A recent study published by the University of Saskatchewan shows the rising popularity of smartphones in hospital spaces has patients and clinicians at odds over the desire to record medical procedures. Over 61 per cent of patients in the study believed they should be allowed to document their own treatment, with only 28 per cent of medical professionals sharing their opinion.
In an age where so much of everyday life is recorded, shared and commented on through various online platforms, patients like Edmonton’s Casey Francisco are posting commentary and images of what was once deemed personal and private.
Unexpectedly diagnosed with ulcerative colitis and suddenly hospitalized, he took to Instagram to share his story.
“You’re in a hospital, you’re overwhelmed, you’re tired, you’re hungry, you don’t know what’s going on. Going to social media is like a refuge,” he says. “How can I get the message out to everyone I know and who cares, and I have an almost immediate support group.”
Sevcik understands a patient’s need to understand complex diagnosis and communicate with family. He has concerns with intrusion of privacy, medical confidentiality and distraction during important treatments.
“My personal opinion is, I’ll let them take a before and after picture,” he asserts. “I’m not into having them video me doing a procedure. I’m focused on the procedure.”

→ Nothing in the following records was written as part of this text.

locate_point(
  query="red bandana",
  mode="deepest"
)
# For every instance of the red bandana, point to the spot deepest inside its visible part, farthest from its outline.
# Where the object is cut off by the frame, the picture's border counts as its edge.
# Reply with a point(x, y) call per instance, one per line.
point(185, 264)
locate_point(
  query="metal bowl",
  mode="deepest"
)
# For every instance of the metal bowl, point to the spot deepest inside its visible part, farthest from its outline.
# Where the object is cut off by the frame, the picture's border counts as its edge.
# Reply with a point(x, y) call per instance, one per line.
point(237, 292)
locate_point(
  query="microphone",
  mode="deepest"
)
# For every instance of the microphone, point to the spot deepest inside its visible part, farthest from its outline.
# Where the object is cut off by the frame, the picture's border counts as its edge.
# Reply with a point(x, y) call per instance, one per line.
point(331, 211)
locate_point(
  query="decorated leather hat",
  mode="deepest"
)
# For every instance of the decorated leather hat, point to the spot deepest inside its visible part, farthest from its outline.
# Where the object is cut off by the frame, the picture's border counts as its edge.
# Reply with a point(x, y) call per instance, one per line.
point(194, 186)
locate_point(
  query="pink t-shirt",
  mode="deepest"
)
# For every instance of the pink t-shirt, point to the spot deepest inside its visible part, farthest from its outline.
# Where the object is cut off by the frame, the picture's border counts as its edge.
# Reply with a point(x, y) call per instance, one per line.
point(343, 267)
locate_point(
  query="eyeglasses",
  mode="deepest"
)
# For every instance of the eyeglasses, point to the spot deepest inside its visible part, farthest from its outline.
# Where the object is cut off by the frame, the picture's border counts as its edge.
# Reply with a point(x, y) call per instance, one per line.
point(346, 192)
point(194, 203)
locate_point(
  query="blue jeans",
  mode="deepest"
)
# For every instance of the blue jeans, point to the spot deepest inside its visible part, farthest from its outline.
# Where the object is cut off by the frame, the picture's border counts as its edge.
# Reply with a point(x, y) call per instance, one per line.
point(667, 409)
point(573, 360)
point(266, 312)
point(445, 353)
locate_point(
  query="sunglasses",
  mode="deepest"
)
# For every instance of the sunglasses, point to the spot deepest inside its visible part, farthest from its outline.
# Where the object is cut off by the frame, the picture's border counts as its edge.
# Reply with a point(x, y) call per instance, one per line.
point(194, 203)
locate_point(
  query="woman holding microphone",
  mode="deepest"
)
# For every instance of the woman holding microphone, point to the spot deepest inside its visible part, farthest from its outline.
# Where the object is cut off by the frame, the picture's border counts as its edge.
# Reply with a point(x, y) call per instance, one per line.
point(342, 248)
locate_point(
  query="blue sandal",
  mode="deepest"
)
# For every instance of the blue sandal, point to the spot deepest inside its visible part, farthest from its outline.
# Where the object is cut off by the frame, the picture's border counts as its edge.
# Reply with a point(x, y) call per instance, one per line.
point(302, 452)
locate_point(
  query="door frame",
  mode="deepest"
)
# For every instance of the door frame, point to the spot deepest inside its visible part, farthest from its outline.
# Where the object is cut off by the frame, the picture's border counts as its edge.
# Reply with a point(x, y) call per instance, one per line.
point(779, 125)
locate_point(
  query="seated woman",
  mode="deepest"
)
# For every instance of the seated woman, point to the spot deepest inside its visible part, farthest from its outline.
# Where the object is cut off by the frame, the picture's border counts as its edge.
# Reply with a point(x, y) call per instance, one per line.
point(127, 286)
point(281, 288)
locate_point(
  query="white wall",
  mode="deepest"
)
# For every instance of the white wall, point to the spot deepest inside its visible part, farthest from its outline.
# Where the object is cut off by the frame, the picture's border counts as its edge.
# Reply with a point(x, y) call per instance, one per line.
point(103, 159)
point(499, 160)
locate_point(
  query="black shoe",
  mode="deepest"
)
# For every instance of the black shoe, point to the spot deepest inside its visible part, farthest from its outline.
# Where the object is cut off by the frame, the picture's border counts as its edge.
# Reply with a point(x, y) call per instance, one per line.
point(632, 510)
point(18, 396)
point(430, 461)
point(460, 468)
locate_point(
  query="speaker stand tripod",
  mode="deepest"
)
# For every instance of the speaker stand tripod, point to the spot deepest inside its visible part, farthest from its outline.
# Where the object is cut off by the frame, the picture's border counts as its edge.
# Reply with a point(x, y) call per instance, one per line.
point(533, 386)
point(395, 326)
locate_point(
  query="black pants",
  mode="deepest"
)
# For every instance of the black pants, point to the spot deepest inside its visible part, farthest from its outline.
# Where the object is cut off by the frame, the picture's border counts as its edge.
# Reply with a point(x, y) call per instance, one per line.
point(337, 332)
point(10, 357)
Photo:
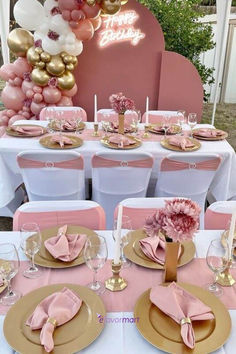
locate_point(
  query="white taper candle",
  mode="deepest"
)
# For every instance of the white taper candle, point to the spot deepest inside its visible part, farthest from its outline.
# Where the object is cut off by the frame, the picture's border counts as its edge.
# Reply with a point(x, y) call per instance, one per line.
point(118, 235)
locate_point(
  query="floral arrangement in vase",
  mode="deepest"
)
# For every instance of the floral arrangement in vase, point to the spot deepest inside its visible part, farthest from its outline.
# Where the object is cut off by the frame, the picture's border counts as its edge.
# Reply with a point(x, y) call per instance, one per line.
point(177, 221)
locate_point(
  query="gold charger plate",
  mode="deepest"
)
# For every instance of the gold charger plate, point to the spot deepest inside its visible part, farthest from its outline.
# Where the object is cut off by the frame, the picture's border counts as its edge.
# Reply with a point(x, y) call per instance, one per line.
point(164, 333)
point(56, 128)
point(45, 259)
point(222, 137)
point(134, 253)
point(73, 336)
point(168, 146)
point(105, 142)
point(176, 129)
point(46, 142)
point(11, 132)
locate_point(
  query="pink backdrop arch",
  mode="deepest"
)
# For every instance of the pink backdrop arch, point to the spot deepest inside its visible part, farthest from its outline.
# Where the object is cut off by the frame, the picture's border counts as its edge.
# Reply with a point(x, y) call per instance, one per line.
point(169, 79)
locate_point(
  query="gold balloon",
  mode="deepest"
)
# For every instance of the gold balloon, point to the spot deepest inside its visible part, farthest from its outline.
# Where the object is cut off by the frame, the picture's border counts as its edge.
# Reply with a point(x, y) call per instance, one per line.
point(45, 57)
point(32, 56)
point(19, 41)
point(56, 67)
point(66, 81)
point(40, 77)
point(70, 67)
point(110, 7)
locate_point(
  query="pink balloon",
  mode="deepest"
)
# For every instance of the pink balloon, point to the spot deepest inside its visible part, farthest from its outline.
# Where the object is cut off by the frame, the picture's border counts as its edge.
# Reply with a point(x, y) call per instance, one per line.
point(37, 107)
point(85, 30)
point(91, 11)
point(38, 98)
point(71, 92)
point(65, 101)
point(13, 97)
point(51, 94)
point(27, 85)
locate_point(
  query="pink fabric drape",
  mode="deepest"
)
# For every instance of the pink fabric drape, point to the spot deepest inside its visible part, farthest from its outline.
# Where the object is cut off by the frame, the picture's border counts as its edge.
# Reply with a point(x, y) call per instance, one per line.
point(74, 164)
point(98, 161)
point(173, 165)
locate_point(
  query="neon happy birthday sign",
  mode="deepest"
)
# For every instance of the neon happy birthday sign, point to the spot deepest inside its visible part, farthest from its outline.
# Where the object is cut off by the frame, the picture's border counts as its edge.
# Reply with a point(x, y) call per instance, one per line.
point(120, 28)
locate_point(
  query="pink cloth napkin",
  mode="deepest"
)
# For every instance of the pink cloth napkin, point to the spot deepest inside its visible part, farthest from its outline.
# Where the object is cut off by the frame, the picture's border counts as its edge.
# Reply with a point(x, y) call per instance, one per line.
point(209, 133)
point(181, 142)
point(179, 304)
point(65, 247)
point(27, 130)
point(61, 140)
point(60, 307)
point(121, 140)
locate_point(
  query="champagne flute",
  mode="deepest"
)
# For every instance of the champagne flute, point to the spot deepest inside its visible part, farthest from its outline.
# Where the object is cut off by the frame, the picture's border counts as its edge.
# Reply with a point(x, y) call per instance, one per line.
point(9, 266)
point(217, 261)
point(126, 232)
point(30, 243)
point(192, 121)
point(95, 256)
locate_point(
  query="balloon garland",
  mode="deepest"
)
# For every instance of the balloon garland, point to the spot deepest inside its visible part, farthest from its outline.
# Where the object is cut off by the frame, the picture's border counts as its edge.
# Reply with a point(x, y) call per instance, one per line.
point(42, 75)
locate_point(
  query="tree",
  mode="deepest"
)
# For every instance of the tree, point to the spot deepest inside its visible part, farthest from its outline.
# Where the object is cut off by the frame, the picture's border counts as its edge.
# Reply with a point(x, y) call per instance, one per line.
point(183, 32)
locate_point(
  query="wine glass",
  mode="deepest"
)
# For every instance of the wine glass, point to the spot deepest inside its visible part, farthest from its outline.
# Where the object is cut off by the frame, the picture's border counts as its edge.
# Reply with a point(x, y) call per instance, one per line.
point(30, 243)
point(126, 232)
point(95, 256)
point(9, 266)
point(217, 261)
point(192, 121)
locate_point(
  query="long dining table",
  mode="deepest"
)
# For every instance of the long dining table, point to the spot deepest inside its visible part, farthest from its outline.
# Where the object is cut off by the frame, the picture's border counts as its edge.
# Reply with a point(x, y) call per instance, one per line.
point(223, 186)
point(124, 338)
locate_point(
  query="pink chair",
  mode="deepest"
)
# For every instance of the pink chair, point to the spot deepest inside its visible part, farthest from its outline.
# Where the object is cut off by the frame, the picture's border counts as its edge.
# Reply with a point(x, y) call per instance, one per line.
point(218, 215)
point(67, 112)
point(52, 213)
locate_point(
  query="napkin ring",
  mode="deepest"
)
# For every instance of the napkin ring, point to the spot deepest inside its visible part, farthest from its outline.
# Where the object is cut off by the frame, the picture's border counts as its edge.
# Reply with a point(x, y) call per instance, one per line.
point(185, 320)
point(52, 320)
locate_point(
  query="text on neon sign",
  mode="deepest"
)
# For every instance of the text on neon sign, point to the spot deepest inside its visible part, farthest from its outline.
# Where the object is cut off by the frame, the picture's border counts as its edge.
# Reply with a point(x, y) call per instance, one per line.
point(120, 28)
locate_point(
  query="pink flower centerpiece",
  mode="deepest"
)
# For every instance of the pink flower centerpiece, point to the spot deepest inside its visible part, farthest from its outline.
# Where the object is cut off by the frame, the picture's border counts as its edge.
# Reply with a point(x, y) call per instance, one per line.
point(178, 221)
point(120, 103)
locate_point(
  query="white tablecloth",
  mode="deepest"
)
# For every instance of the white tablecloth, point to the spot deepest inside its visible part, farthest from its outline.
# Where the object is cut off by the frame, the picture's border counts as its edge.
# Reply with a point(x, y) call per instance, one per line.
point(223, 186)
point(124, 338)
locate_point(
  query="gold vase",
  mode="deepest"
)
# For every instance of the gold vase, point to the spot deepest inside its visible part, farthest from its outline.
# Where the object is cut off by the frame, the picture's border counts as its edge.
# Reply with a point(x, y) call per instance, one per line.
point(121, 128)
point(171, 261)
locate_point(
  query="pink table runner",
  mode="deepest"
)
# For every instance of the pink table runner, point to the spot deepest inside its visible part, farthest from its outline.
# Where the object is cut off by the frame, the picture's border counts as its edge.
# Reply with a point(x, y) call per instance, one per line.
point(139, 279)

Alberta Health Services (AHS) also has concerns with this trend and is developing new policies to address the evolving issue. In a statement, AHS says issues of infection control and privacy for staff and other patients has it currently prohibiting video or photos for social media taken in its facilities.
Francisco respects concerns for privacy and says his hospital recordings were always done with only himself on camera. The urge to share his experiences was driven by support and a need to understand what he was going through. He admits recording some situations may have other consequences.

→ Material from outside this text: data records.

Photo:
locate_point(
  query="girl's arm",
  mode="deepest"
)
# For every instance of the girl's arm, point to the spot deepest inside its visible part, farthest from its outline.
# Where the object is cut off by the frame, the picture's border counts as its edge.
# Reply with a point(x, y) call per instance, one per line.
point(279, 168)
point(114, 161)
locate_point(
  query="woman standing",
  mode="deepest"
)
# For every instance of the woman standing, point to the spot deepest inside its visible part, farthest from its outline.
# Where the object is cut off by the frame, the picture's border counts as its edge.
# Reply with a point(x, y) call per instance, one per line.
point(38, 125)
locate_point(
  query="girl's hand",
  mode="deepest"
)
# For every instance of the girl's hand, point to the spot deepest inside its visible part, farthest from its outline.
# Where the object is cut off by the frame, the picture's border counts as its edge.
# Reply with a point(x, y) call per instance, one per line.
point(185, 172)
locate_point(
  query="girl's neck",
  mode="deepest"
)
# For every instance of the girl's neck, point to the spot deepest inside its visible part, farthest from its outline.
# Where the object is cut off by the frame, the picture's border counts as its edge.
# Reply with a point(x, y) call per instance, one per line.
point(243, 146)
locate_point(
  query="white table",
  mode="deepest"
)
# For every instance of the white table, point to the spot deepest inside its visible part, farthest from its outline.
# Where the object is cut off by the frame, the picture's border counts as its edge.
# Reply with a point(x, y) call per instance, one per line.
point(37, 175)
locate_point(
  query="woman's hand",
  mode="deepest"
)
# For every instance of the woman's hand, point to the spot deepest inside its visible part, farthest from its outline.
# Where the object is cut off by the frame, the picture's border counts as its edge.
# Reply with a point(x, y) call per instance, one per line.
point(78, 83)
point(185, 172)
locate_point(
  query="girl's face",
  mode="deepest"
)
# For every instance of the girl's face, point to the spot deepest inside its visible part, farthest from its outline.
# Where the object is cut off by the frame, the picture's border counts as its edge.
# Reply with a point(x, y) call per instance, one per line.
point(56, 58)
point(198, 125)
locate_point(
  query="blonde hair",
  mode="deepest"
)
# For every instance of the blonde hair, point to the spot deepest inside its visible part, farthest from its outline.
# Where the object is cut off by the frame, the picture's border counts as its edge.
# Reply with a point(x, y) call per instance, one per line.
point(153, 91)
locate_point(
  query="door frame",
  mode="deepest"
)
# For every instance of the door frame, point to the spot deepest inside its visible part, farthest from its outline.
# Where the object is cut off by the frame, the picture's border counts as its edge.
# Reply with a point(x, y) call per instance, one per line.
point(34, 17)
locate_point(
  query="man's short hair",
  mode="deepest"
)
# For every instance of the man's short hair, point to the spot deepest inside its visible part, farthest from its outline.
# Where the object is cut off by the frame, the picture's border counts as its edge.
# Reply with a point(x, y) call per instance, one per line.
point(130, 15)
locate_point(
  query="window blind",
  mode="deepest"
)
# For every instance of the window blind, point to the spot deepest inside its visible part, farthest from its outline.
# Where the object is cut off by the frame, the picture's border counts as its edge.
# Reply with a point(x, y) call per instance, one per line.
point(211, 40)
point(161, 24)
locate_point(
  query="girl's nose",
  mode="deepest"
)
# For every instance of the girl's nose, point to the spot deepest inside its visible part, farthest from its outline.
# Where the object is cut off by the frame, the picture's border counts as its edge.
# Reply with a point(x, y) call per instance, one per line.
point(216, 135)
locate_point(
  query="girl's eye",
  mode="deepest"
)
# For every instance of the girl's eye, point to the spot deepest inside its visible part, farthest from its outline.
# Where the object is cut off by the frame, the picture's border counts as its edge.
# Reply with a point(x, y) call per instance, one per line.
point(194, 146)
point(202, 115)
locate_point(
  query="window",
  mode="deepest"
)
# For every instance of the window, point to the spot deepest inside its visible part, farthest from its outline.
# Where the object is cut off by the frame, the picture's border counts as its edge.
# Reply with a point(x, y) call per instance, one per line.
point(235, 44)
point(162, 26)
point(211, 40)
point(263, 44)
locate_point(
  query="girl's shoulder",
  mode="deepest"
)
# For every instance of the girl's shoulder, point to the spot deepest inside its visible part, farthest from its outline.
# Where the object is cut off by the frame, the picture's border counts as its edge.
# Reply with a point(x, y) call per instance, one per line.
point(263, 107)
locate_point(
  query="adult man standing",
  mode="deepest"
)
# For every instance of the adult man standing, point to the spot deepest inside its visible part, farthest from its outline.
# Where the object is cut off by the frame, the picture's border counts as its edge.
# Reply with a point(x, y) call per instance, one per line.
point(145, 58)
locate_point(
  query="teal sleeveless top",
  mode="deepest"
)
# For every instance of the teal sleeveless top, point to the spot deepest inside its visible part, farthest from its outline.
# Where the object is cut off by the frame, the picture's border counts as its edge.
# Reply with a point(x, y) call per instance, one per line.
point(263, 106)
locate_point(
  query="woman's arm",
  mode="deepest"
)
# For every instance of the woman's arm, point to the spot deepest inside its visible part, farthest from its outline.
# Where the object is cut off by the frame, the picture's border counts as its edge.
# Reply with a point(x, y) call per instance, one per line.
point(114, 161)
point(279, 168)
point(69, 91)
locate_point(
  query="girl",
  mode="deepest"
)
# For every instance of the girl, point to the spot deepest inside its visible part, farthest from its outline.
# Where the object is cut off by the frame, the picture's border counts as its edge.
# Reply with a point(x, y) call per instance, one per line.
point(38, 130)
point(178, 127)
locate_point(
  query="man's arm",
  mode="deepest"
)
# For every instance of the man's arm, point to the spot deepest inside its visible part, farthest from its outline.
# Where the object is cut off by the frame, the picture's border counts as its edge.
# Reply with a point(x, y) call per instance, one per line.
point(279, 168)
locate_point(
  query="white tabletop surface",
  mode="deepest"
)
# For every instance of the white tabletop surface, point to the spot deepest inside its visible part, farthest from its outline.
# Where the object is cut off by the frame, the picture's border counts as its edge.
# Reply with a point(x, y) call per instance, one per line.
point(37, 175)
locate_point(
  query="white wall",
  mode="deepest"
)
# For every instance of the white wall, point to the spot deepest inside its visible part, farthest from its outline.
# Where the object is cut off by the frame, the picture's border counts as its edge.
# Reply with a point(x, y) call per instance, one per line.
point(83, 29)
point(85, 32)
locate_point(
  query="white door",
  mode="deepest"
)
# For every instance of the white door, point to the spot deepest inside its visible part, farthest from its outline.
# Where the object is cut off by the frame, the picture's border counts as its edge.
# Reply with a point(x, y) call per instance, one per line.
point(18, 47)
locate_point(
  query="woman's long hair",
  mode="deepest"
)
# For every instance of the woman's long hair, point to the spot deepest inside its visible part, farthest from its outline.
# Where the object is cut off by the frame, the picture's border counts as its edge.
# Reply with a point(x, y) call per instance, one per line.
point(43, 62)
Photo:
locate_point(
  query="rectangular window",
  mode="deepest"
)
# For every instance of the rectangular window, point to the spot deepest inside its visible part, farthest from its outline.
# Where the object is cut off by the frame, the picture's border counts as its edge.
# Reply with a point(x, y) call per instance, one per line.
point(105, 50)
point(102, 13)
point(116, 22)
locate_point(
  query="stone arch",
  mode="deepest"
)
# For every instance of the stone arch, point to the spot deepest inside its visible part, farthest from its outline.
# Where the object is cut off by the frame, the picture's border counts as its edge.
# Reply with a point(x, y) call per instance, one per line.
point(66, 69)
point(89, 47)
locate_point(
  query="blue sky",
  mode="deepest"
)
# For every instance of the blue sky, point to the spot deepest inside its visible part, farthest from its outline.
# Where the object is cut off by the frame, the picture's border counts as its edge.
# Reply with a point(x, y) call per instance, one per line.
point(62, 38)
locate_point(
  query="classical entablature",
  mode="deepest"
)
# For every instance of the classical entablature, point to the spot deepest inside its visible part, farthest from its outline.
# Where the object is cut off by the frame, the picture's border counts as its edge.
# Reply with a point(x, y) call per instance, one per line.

“Having a camera in front of you and recording, it kind of makes you more accountable. The health care professions, if they are being recorded, it’s definitely holding them to a higher standard and a little bit more transparent.”

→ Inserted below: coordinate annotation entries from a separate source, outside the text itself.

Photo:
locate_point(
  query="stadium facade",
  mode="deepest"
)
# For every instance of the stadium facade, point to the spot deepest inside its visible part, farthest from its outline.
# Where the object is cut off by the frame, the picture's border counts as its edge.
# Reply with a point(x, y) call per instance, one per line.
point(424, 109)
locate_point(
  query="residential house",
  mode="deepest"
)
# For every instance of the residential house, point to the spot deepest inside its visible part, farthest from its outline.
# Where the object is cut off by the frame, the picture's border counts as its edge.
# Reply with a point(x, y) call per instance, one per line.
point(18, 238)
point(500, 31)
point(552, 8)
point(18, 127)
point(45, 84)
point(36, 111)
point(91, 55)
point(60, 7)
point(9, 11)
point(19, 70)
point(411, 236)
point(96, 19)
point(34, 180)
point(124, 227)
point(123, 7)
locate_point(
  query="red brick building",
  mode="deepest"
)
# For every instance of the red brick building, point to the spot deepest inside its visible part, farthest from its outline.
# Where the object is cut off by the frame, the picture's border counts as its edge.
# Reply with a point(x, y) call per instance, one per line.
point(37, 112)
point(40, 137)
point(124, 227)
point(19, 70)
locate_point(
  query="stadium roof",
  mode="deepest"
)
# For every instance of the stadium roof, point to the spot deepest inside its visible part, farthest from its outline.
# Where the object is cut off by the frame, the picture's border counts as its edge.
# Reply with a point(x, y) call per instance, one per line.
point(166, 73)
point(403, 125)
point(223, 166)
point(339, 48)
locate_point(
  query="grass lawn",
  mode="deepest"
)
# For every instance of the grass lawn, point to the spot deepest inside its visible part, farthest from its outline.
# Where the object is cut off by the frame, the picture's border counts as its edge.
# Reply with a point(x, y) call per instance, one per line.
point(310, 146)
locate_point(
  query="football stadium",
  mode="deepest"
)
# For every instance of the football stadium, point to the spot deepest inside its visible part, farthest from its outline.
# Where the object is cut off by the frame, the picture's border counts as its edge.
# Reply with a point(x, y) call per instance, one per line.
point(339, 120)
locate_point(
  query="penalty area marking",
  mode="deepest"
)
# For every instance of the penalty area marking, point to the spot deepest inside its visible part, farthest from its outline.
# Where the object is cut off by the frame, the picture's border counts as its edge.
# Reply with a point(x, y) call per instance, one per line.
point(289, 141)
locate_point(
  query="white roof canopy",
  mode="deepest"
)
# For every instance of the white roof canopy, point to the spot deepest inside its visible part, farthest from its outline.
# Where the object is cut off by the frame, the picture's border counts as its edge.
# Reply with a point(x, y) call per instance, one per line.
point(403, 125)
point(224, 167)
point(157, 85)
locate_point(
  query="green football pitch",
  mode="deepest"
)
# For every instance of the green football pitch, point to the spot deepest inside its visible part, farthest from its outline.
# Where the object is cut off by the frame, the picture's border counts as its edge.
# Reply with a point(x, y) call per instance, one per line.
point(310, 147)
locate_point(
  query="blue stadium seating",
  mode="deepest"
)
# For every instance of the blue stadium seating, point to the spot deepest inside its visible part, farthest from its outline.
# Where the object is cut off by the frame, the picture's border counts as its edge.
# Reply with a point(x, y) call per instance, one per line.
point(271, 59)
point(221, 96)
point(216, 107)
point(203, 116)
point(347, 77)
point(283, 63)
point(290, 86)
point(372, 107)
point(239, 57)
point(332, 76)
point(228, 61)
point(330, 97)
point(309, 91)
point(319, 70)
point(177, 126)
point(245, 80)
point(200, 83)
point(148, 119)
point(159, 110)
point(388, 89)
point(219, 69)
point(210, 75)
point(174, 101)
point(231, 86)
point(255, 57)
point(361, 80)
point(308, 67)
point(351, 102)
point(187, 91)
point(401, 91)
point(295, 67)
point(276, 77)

The unblinking eye of social media and opinions resulting from a brief online video are of great concern to Sevcik. He says context is often lost in such recordings and complaints about the speed of service or the quality of medical treatment can be an unfortunate result.
Until new policies or technologies come out address everyone’s healthcare information needs, he recommends coming to appointments with AHS’s app, My Care Conversations. An encrypted platform, it allows for recordings of appointments, prescription and treatment information to be easily documented and shared securely.
“It cannot be altered, so it gives physicians a sense of security that the context will be there,” Sevcik claims. “And we know it won’t be altered or adjusted if there is a complaint or concern.”
All sides agree discussions over allowing cameras in medical treatment spaces will continue.
“Social media is so natural these days, it’s an extension of how people communicate,” says Francisco. “All the while, we have to make sure we’re respecting the legality of it and people’s private information, and we’re being respectful of people’s private space.”